Naved Ahmed

Personal information
- Born: 22 April 1971 (age 55) Islamabad, Pakistan
- Batting: Right-handed
- Bowling: Right-arm leg spin
- Role: Batsman

Domestic team information
- 1993–2001: Islamabad

Career statistics
| Competition | FC | LA |
| Matches | 27 | 15 |
| Runs scored | 669 | 359 |
| Batting average | 15.20 | 23.93 |
| 100s/50s | 0/3 | 1/1 |
| Top score | 72 | 120 |
| Balls bowled | 271 | 2 |
| Wickets | 3 | 0 |
| Bowling average | 65.33 | n/a |
| 5 wickets in innings | 0 | 0 |
| 10 wickets in match | 0 | n/a |
| Best bowling | 2/22 | 0/4 |
| Catches/stumpings | 33/– | 7/– |
- Source: CricketArchive, 20 May 2015

= Naved Ahmed (Islamabad cricketer) =

Pakistani cricketer (born 1971)

Naved Ahmed (born 22 April 1971) is a former Pakistani cricketer. A right-handed top-order batsman, his career for Islamabad spanned from 1993 to 2001, and included a number of matches as captain.

== Career ==
Born in Islamabad, Naved played at under-19 level for Islamabad, and in January 1992 scored 45 against the touring English under-19 side. He made his senior Wills Cup debut in October 1993, against Rawalpindi. On his first-class debut the following season, against Lahore City in the Quaid-i-Azam Trophy, Naved made a first-innings duck, and was one of nine batsman to fall to Naved Anjum (who finished with 9/35). In the second innings he was out to Test bowler Abdul Qadir for one run. During the 1995–96 Wills Cup season, Naved was appointed captain for all three of Islamabad's matches, despite being only 24 and having played only one prior match in the format. He first became a regular for Islamabad during the 1996–97 season, when his seven Quaid-i-Azam matches yielded 223 runs (the sixth-best return for his team). His season included a maiden first-class half-century, 72 against Lahore City, and also a maiden limited-overs half-century, a man of the match 69 against Peshawar in the Wills Cup.
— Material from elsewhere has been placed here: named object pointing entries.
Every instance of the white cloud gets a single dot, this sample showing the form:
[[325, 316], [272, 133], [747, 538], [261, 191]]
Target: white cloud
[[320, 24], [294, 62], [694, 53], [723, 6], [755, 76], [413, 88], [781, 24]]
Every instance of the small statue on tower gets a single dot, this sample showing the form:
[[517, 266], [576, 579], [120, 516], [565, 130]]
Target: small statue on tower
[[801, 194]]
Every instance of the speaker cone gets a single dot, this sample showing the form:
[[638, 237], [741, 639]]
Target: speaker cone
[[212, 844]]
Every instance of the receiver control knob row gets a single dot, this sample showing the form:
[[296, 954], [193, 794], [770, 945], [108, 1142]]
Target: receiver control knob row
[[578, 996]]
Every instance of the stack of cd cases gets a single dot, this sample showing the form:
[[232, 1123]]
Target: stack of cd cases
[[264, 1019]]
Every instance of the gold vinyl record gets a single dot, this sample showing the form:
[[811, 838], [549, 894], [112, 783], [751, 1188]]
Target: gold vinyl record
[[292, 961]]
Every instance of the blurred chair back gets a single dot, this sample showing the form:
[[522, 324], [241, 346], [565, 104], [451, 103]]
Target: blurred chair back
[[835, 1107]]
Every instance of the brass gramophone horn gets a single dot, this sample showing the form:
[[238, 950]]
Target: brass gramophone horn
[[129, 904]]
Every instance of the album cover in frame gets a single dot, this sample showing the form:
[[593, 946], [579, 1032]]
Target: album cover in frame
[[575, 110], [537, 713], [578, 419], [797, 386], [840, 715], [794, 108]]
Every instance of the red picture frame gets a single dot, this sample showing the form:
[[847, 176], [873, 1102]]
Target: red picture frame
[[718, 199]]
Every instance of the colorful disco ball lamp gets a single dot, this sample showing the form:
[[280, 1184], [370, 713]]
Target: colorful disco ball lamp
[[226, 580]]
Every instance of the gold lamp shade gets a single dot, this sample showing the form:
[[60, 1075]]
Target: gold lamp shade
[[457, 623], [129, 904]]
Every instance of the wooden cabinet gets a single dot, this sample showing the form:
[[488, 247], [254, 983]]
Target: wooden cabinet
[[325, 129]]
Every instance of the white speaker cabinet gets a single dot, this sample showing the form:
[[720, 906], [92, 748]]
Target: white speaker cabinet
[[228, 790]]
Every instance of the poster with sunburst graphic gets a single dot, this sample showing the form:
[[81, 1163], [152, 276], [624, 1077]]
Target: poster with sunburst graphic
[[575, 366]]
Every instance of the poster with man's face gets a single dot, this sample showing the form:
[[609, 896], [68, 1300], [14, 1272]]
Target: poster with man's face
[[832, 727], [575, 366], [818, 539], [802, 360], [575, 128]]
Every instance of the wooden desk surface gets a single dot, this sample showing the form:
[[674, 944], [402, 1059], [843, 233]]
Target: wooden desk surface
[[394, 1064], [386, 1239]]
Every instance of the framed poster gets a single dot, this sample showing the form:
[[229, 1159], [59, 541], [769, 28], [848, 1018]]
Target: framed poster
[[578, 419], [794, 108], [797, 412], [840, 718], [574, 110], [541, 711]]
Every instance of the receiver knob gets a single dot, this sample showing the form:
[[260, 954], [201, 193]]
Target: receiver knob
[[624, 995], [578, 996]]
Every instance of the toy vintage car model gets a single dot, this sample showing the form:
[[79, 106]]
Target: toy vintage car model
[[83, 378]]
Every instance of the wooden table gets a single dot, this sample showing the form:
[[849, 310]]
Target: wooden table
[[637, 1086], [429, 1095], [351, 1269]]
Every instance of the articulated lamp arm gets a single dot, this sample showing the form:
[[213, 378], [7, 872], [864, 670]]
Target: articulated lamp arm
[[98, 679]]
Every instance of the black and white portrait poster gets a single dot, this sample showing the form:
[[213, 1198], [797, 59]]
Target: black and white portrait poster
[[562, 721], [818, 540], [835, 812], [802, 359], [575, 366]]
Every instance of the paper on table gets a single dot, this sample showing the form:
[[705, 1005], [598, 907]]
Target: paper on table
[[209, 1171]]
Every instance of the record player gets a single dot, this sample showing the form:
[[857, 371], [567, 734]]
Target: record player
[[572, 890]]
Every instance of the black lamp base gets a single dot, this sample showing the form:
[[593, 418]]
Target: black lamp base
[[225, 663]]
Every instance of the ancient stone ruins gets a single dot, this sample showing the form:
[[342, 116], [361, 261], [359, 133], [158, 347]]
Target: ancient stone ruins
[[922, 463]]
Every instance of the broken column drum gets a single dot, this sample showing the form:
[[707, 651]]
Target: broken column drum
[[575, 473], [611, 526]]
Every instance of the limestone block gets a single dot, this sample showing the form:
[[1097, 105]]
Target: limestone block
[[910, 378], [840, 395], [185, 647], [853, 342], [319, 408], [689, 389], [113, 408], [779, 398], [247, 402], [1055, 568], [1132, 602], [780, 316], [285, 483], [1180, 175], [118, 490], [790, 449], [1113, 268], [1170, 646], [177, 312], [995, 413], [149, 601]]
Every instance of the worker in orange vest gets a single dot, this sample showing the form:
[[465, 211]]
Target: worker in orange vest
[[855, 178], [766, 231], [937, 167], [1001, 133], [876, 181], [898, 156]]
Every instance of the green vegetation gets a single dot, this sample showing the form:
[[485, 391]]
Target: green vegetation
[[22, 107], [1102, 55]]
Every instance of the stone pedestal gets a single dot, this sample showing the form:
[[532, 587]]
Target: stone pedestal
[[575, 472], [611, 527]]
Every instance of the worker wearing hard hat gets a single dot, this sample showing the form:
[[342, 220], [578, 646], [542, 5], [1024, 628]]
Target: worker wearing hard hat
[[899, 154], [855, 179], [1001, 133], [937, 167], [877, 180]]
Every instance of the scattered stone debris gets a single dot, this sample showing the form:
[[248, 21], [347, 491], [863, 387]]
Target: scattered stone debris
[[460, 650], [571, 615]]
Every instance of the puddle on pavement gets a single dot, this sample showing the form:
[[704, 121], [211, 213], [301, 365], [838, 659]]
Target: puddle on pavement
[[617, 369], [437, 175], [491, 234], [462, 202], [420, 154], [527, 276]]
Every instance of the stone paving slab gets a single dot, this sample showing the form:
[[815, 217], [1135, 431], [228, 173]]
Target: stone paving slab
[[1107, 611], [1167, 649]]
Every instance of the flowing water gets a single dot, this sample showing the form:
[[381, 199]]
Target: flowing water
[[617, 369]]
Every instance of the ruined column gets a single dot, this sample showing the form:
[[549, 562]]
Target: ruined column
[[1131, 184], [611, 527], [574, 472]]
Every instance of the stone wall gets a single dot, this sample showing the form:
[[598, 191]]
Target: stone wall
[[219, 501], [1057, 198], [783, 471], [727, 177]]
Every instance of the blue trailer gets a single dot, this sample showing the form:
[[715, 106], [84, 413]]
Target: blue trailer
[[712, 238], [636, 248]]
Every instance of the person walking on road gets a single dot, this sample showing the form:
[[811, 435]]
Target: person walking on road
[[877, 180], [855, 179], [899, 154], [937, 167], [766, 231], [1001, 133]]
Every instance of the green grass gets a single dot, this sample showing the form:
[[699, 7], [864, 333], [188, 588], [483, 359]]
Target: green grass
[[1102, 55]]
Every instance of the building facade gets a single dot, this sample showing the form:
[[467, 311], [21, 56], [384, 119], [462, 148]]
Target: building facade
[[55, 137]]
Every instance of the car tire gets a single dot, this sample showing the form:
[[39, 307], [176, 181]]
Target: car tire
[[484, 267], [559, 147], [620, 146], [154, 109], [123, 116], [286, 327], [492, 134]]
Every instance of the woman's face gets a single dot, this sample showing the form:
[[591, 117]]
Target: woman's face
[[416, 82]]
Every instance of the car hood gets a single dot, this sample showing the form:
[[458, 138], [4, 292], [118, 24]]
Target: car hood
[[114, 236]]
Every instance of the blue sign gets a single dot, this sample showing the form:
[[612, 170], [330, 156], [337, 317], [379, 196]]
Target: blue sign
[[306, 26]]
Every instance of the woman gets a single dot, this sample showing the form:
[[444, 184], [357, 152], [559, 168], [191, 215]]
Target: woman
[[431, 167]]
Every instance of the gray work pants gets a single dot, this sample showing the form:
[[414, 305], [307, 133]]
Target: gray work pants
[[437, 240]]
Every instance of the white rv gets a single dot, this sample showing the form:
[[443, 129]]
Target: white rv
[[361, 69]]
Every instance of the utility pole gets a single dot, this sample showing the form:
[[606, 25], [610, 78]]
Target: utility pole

Naved also had a successful 1998–99 season, entrenching himself as one of Islamabad's opening batsmen. Against Khan Research Labs in the Tissot Cup (the renamed Wills Cup), he scored the only century of his career, finishing with 120 from 121 balls as Islamabad successfully chased a target of 321. In the Quaid-i-Azam, he played eight out of nine possible matches, and finished with 244 runs, including two half-centuries. Naved also made his first-class captaincy debut, captaining Islamabad in three consecutive matches late in the season. The following season, he briefly captained Islamabad in both formats, but was later dropped from the side altogether as his form deteriorated. However, he did take career-best bowling figures against the Karachi Blues in one Quaid-e-Azam match, finishing with 2/22 bowling right-arm leg spin. The 2000–01 season was Naved's last at first-class level. He finished his career with 669 first-class runs at an average of just 15.20, with a slightly better list-A record – 359 runs at 23.93.